Caminhando e sentindo uma bela ressaca dominical, reparei uma senhora em situação de rua. Próximo ao prédio onde moro, ao lado de uma padaria, ela ocupa um espaço organizado, como se paredes invisíveis delimitassem sua casa ao ar livre — quase uma versão taguatinguense de Dogville, do dinamarquês Lars von Trier.
Um espaço próximo a uma estrutura de concreto e metal, que armazena cabos elétricos, parece ser o seu quarto, com colchão, cobertores, malas e algumas roupas. É um local estratégico, pois a caixa de energia corta o vento frio da noite. Ao lado, ela colocou várias plantas, armazenadas em vasos de plástico, acho que de maionese. Junto à parede de alguns comércios, está a sala dela, com outro colchão e cobertores. De vez em quando, ela recebe visita de outras pessoas em situação de rua para um bate-papo. Um pequeno rádio de pilha serve como entretenimento para ela e os convidados.

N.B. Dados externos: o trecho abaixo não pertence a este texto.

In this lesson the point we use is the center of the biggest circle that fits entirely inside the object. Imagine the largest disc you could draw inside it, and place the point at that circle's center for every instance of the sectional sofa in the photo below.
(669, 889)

Na sala há também umas caminhas de cachorro. São três bichos, um já adulto e dois filhotes. Perto deles estão as vasilhas com água e ração, sempre cheias. Os moradores da vizinhança não deixam faltar nada, nem pros bichinhos e nem para a senhora, que vive por lá há muito tempo, sem ser importunada e sem importunar ninguém — muito pelo contrário, é figura folclórica da região. E em tempos sombrios, onde nossa humanidade é colocada à prova, essa senhorinha não é incomodada por sua condição de rua e conta com a solidariedade de muitas pessoas. É algo louvável.
Ela sempre puxa papo com quem passa pela calçada — ou através da casa dela. São muitos os visitantes que estão apenas de passagem. Alguns a cumprimentam, outros baixam a cabeça e a ignoram. Ela já elogiou meu gosto por uma cerveja gelada, numa tarde de calor, quando eu passei com uma longneck na mão. “Bom demais essa verdinha nesse calorão, né meu filho?”. Minha companheira também ganhou elogios um dia desses: “arrasou no look, heim amiga?!”. Nunca interagi muito com ela. Respondo com uma frase e outra ou um sorriso.

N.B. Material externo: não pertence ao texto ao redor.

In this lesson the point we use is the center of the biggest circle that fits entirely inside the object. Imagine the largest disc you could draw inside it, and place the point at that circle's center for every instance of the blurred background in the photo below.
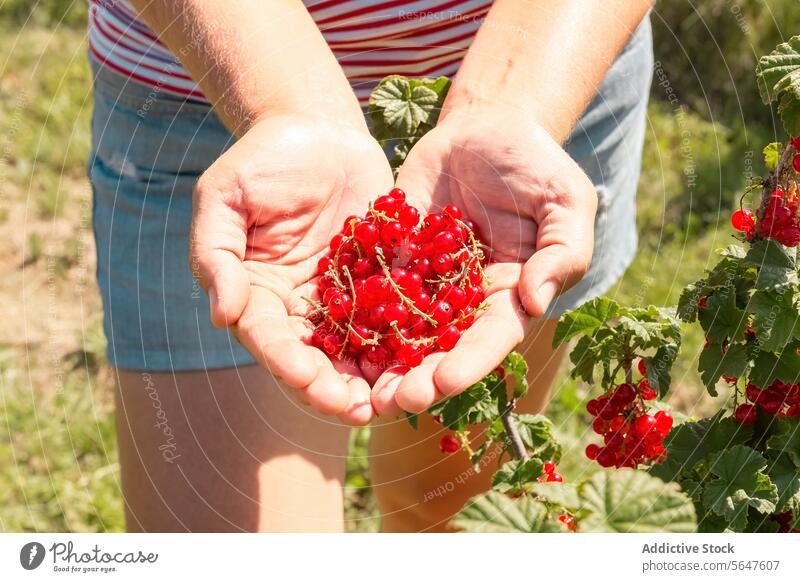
(58, 465)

Ela deve ter desistido de morar debaixo de um teto, cercado por paredes, ou talvez nunca teve a oportunidade de ter uma “casa convencional”. Em seu lar na rua, a senhora parece contar apenas com o que realmente importa para ela: as plantas, os cachorros, os colchões, os cobertores e um rádio. Naquela tarde de domingo, ela não falou nada para mim e eu decidi apenas observá-la por alguns segundos, sem qualquer interação, por mais mínima que fosse.
Conversar com ela traria à tona uma realidade que não estava preparado para ouvir naquele momento. Preferi conservar a imagem: a senhorinha em sua casa imaginária, com suas plantas e seus cachorros. Porém, pretendo visitá-la em breve (sem ser de passagem), levar alguns presentes e bater um papo em sua sala.